Occurrence: Worldwide.
Age affected: Sows.
Causes: Boredom in stalls/tethers; painful disease or injury.
Effects: Teeth surfaces ground together repeatedly.
Teeth Grinding
Tooth grinding is usually an indicator of pain in the pig and occurs in animals with serious internal injuries or disease. It may occur in animals with gastric ulceration, torsions, heart disease, pleuropneumonia or broken limbs. In some circumstances it may be a feature of boredom in stalled animals. The teeth being ground are the cheek teeth and they may become worn.
The condition is not transmissible as such. It occurs in association with chronic pain of any origin and, when behavioural in origin, may recur when fresh animals are kept in the same accommodation.
Animals may be seen grinding their teeth, but usually tooth grinding is heard after approaching or disturbing an injured or sick pig.

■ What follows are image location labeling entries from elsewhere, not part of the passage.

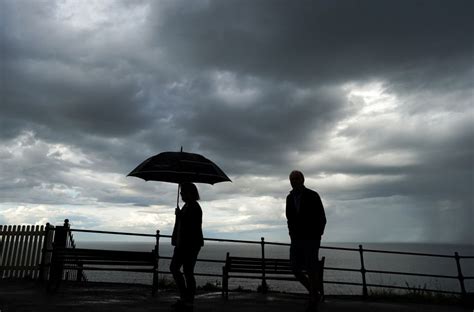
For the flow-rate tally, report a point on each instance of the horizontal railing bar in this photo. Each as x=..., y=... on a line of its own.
x=407, y=253
x=110, y=232
x=411, y=274
x=416, y=289
x=279, y=244
x=195, y=274
x=341, y=269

The sound is quite distinctive and appears to resonate. It is most common in older pigs and usually occurs while the animal is dull and lying down. Occasionally it may be seen or heard in a stalled sow, but these animals often bite their bars rather than grind their teeth. There may be clinical signs of the underlying problem, such as a broken leg or a difficult parturition.
Tooth grinding is usually diagnosed by hearing the characteristic sound and sometimes by seeing rhythmic movements of the jaw. It can be mistaken for the sound of sows or pigs playing with stones in their mouths and is quite different from the chomping sounds associated with anger.
Once the sound has been heard, the animals responsible should be identified and examined more closely. The actual cause may then be determined. If there is no organic cause and inspection of the mouth is being considered, animals should be tranquillised, restrained physically and a gag inserted before any inspection of the oral cavity takes place. On no account should the hand be inserted into a pig’s mouth without these precautions.
If grinding is a feature of a particular pig, then the cheek teeth may be worn when inspected at slaughter and the cause of the grinding may be apparent. Wear of the cheek teeth may be noted incidentally during extra-thorough post-mortem examinations, but is distinct from wear to the incisors, which is a feature of floor-fed pigs on limited rations.
As tooth grinding is a sign of pain or boredom, then treatment and prevention is dependent upon correcting the underlying problem. Where pain is associated with a broken limb, the animal should be killed humanely. Where the pain is associated with a problem such as painful farrowing, assistance should be given and where it is associated with some systemic disease, the disease should be identified and treated. Where the cause is boredom, the animal can be freed if confined or be given a plaything or straw to reduce boredom.